Foodiggity is proud to present our first guest post and newest contributor to the site. This episode of our recipe series ‘Power to the People‘ is brought to you by Ray Howell, a fellow food culture devotee and imbiber of the foodiggity Kool-Aid. Enjoy.
It is a strange and exciting time of year. The window that deems white shoes fashionably acceptable is slowly closing, and it is (in some jurisdictions) still a culinary imperative to barbecue.
Grilling, the direct application of radiant heat to food, is perhaps the oldest cooking method. We embrace the primal combination of meat and fire. We honor the simple elegance of its alchemy. When we approach the grill, we hark back to a time when men were men — albeit covered in a rough fur — and women were dragged around by their hair. We also brandished clubs and had pet dinosaurs. Maybe.
Putting aside questions of the archeological record and gender equality, we can agree that grilling is Good. True barbecue, however, is something more than a common cooking method.
Rather, barbecue is that thing achieved with the confluence of smoky meat, cold potato salad, tangy collard greens and the spicy-sweetness of BBQ beans. It is an experience that depends upon its supporting players.
Because barbecue is perhaps defined by its side dishes, don’t pay them short shrift. This recipe for The Best BBQ Beans Ever has few ingredients, but takes patience and a little practice.
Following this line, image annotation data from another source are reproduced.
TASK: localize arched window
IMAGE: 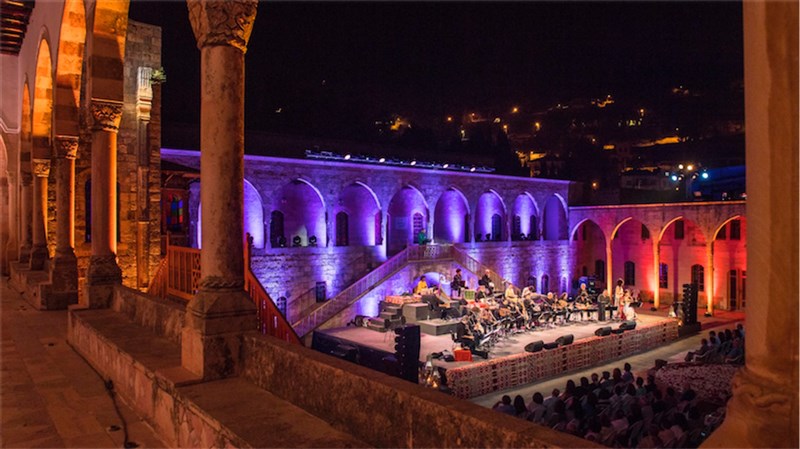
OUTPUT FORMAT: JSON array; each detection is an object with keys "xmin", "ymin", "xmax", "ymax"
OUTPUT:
[
  {"xmin": 269, "ymin": 210, "xmax": 286, "ymax": 248},
  {"xmin": 336, "ymin": 212, "xmax": 350, "ymax": 246},
  {"xmin": 594, "ymin": 259, "xmax": 606, "ymax": 282},
  {"xmin": 658, "ymin": 263, "xmax": 669, "ymax": 288},
  {"xmin": 492, "ymin": 214, "xmax": 503, "ymax": 242},
  {"xmin": 167, "ymin": 195, "xmax": 186, "ymax": 232},
  {"xmin": 692, "ymin": 265, "xmax": 705, "ymax": 292},
  {"xmin": 528, "ymin": 215, "xmax": 539, "ymax": 240},
  {"xmin": 625, "ymin": 260, "xmax": 636, "ymax": 285}
]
Like all episodes of Power to the People, it requires tasting and correction to balance flavors. But it’s worth it. And anything less just isn’t barbecue.
The Best BBQ Beans Ever
1 pound bacon, chopped
2 medium yellow onions, diced small
2 bell peppers (red and green), diced small
Chipotles in adobo
6 cans (15 oz) beans (a mix of pink, red, black, white, etc.)
Homemade ketchup*
Dijon mustard
Cider vinegar
Molasses
Light brown sugar
- Chop the bacon into tiny pieces and render over medium heat in a Dutch oven or large heavy-bottomed pot. Foodiggity.com disavows the outcome of this recipe if you choose to omit the bacon in deference to vegetarian guests.
- When the bacon has taken on some color but is not too crispy, add the diced onion and peppers. Saute in the bacon fat, stirring frequently, until the vegetables are soft.
- Finely chop 3-5 chipotle peppers until almost a paste, and add to the pot. Then add the beans.
- At this time, you must decide how wet and saucy you like your beans. Begin adding your ketchup, a cup or two at a time. Add somewhere between a few tablespoons and a 1/2 cup of Dijon mustard. Splash in a couple tablespoons of cider vinegar, a tablespoon or two of molasses, and a little brown sugar.
- Season with salt. Stir. Simmer. Taste. Correct. Repeat.
There are many factors in play at this point, not the least of which is your personal taste. Do you want your beans spicier? Add chipotle. Sweeter? A lump of brown sugar. Less sweet and more piquant? Grab the vinegar bottle.
Trust your palate, Luke. Reach out with your tasting spoon. Add more ketchup if it begins to get dry.
Simmer for at least an hour, maybe more. Serve. Accept compliments with grace and humility.
*This recipe for ketchup works well. Along with the large quantity of bacon, it is the ketchup that elevates these beans from “good” to “the best ever”.
Homemade ketchup is a revelation. It is a nuanced sauce for adults, not a high-fructose corn syrup-laden condiment. If you still use the term ‘catsup‘, then we can’t help you and you’re unworthy of our beans.
Ray is a writer and corporate communications professional based in New York City. A graduate of the University of Michigan and The Institute of Culinary Education, Ray has more that 30 years of experience eating food and watching TV. You can follow him on Twitter at @fiftykeels.
In regards to adobo… There are simple recipes abound for making fresh adobo. However for a quick fix, start by simply reconstituting dried chipotles in some water.
Chipotles in adobo… that would be nice. If you add dried Chipotle, is there a way to “fake” the adobo? I can’t get them in Germany, but I have dried chilies in my “USA horde” in the kitchen. Please don’t reccomend BBQ sauce, because it costs like $14 a bottle over here (and tastel like catsup/ketchup)
BTW, my mom knows Ray and might give him a run for his money, even if her beans ARE based on a can of B&M!